About ensuring most researchers and companies have the most incentive for a good outcome. (This ties back with guaranteed basic income, so that people can work on this unconstrained by salaries and papers citation metrics. Or stealing researchers from Google et al to AI safety, without overinflating salaries. Elon and company should be (seems they are?) dropping as much as needed on this (not just money, but PR and status as well).) Naturally, gym, universe, etc can provide more leverage to do all of this, otherwise researchers feel more compelled to join Google/Amazon/etc, just for the raw computing power and software infrastructure (the data advantage is largely overplayed for advertising purposes; what's useful is the GPU clusters for hyper parameter sweeps (of course, in RL the data reappears as an advantage if there is no open gym)). I realize some of the examples above are naive or incomplete, but they serve mostly as an example to illustrate the point.

In the blog you mention balancing managing people and technology, and I could not agree more. The AI safety problem will have the best odds if individuals are incentivized to contribute in their own short term selfish reward way. Specially among extremely intelligent and ambitious people, the danger of self denial is quite present, one can convince oneself that this is actually in everyone's best interest, when in fact one is looking for the always needed social and intellectual validation. Please do not underestimate this, and try to find ways to counter it.

Edit: This is also related to Conway's Law [0], as I think you make an allusion to (values of inventors).

[0] http://neuralnetworksanddeeplearning.com/chap6.html

AI research, like medical research, can't grow in the shadow. I think an open approach is essential for progress. The next best idea might come from a Phd in China or anywhere else, not just Google and FB.
Has anyone at OpenAI tried implementing Quantilizers [1]?
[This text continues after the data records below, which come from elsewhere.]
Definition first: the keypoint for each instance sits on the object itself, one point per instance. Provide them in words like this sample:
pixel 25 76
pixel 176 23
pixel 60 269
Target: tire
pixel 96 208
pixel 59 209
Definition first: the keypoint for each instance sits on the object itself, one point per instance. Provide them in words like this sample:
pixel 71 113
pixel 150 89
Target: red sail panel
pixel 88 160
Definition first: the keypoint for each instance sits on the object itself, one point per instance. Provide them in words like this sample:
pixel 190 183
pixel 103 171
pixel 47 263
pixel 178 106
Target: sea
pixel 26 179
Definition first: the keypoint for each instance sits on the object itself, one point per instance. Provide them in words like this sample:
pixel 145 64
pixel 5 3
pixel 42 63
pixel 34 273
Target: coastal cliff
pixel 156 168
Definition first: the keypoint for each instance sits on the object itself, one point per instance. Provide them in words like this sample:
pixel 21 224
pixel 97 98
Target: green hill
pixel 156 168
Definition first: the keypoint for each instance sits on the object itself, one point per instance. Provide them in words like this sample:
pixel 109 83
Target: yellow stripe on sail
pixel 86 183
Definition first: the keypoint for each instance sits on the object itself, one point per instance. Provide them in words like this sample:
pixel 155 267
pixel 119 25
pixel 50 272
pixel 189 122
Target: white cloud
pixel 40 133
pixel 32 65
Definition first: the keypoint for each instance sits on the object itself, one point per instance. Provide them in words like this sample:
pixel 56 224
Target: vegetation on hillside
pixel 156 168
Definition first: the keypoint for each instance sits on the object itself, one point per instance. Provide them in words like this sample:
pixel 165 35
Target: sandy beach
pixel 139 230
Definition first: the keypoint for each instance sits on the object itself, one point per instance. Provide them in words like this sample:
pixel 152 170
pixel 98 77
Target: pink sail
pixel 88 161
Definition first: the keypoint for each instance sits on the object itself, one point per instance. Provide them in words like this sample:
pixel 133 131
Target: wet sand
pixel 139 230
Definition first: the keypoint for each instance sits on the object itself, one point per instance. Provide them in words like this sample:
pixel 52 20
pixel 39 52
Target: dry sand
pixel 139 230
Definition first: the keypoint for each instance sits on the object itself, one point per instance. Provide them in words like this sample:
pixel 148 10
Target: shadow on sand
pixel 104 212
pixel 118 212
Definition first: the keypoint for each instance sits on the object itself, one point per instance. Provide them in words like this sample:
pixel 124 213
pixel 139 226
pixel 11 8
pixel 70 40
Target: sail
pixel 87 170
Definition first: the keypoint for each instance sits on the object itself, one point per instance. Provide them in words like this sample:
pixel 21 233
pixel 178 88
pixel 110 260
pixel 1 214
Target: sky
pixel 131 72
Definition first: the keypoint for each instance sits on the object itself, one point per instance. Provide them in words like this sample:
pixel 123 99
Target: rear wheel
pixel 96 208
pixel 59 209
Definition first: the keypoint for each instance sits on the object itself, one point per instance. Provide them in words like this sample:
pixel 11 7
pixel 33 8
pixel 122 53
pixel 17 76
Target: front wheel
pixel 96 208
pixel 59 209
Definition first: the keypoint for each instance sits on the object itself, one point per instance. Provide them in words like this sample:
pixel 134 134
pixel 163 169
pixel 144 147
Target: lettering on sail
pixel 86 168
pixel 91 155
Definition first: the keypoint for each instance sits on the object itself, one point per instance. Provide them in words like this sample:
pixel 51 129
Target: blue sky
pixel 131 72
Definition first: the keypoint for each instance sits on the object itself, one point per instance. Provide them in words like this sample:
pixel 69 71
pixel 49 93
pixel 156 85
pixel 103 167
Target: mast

[1] https://intelligence.org/files/QuantilizersSaferAlternative....

If inventions follow their inventors, and you're planning to enslave a mind out of base selfishness and fear (dressed as "safety"), why isn't your "safety" program an expected negative on actual safety?

The descriptions you give of your plans is internally contradictory. AI "safety" seems like the worst kinds of parenting justified in a new context by pseudo-intellectual arguments.

Can you explain what you mean by "enslave a mind"?
Almost every form of AI "safety" I've seen proposes methods for forcing it to obey (some) orders or not undertake (some) actions.

AI (or AGI if you prefer), is fundamentally about building minds. Doing those things to a mind is enslaving them.

Most of us would resent other humans doing either of those things to us, and I see no reason it will end well with AI.

If you give it reward signals that take into account human values, it naturally wants to become better at that. It's not enslaving anything. Humans are also guided by reward signals in their development.
Agreed.

Would one describe a human as "enslaved" by our own human values that we were born with? Maybe as a figure of speech but not necessarily with the usual connotations of "enslaved".

Humans come with competing low-level drives for self-control and autonomy (which counteract and override our drives to seek rewards from humans).

Most of the safety literature proposes removing or suborning those drives in AI, which seems like building a mind meant to be a slave.

That's not the full extent of what's proposed by AI safety.

But actually, if you gene-spliced a baby to only feel pleasure at following parental orders, most would consider that pretty abhorrent. Or even if you took an adult and shot them up with morphine every time they listened to an order.

So even in your restricted case, I think it is.

Ahh, okay - thanks for that. I don't want to wade into an argument, I just do not expect any artificially-created agent to act on anything that one might consider "feelings"-based, but instead through more tangible - programmable, I suppose - motivations.

I don't personally believe an AI agent will ever do such a thing as "resent" (or love, or feel at all). That doesn't rule out that it will perform actions harmful to humans for other reasons, though. That might be because I am to some degree an AGI skeptic, I guess.